Loreto School for Girls
Pioneering Educational Equality in South Sudan
“In the future, women will do great things.” This was the mantra of women’s visionary, Mary Ward. It’s also the founding principle of Loreto School for Girls, an institution paving the way for girls to have equal access to education in South Sudan.
Education is essential in lifting from poverty and equipping children to become successful adults. But ongoing war, internal conflicts, widespread poverty and displacement keep many children here out of school. An appalling 70 percent of children don’t attend school regularly, and even fewer of those are girls. Just one in ten girls finishes primary school, and most are never given the chance to attend secondary.
The Loreto campus, directed by Sudan Relief Fund partner and school principal Sister Orla Treacy, is comprised of a primary school for girls and boys, and a secondary school for girls. There are agricultural projects on site, and a health clinic serving students, staff, and the community at large.
Loreto School for Girls stands as a bastion amidst longstanding tradition that education is unnecessary for girls. It’s even been said that “girls are born so people can eat.” Kept to do chores at home, work on cattle farms, or exchanged for cows in forced marriage arrangements while still minors, girls face an uphill battle to go to school.
But Loreto School for Girls in Rumbek is changing hearts and minds, and inspiring girls around the country to pursue their full potential. Girls enrolled in secondary school live on campus in a dormitory setting, protecting them from the entrapments of forced marriage arrangements or being denied the opportunity to finish their secondary education.
Students from Loreto schools consistently perform in the highest percentage among their nation, and each year more graduates of the secondary school for girls go on to higher education at the university level.
Many female collegiates return to use their skills in their home areas, encouraging other young girls to follow their path, and demonstrating to families the good that can be accomplished in educating their daughters.
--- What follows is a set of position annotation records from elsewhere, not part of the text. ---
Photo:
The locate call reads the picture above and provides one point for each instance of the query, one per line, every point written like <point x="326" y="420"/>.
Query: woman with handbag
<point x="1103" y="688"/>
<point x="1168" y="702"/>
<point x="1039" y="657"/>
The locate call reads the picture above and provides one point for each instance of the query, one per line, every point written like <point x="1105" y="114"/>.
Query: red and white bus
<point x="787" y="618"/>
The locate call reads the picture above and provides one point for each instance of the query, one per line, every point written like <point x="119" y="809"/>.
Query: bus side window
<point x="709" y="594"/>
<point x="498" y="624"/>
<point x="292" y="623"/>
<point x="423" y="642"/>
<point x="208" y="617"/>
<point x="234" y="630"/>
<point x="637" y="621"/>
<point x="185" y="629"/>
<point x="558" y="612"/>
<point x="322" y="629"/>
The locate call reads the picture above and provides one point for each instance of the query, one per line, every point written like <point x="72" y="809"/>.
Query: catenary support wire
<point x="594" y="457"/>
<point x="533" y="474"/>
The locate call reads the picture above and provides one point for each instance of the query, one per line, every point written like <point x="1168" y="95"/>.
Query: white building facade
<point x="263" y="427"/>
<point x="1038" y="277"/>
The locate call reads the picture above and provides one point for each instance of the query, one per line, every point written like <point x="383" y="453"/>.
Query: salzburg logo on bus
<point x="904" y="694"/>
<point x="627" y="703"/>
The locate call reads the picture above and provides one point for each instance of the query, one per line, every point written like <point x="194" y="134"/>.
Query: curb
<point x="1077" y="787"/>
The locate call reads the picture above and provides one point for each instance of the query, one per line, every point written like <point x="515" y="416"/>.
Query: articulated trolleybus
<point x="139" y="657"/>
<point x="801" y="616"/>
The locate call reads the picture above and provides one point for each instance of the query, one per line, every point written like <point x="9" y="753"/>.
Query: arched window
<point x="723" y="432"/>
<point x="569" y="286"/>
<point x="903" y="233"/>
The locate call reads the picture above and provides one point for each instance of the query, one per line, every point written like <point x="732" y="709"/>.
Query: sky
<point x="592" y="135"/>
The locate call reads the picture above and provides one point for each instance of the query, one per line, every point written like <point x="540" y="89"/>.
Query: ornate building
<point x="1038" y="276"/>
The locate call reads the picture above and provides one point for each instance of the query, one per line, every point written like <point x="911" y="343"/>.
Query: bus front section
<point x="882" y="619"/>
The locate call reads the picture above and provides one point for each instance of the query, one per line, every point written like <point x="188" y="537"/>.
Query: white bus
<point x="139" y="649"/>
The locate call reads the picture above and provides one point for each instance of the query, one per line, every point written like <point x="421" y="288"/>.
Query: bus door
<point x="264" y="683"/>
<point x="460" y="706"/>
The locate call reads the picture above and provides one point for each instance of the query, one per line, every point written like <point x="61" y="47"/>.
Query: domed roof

Loreto School for Girls recently produced its first female alumna to become an attorney, and a female university graduate in clinical medicine has returned to work in the campus health clinic. Each year the success stories grow, as do the hundreds of girls vying for available openings to come to the school.
Loreto Schools is also pursuing new initiatives to allow local adults to take evening classes at the campus, in an outreach to the community and to further underscore the empowerment of education – that its value and right is universal.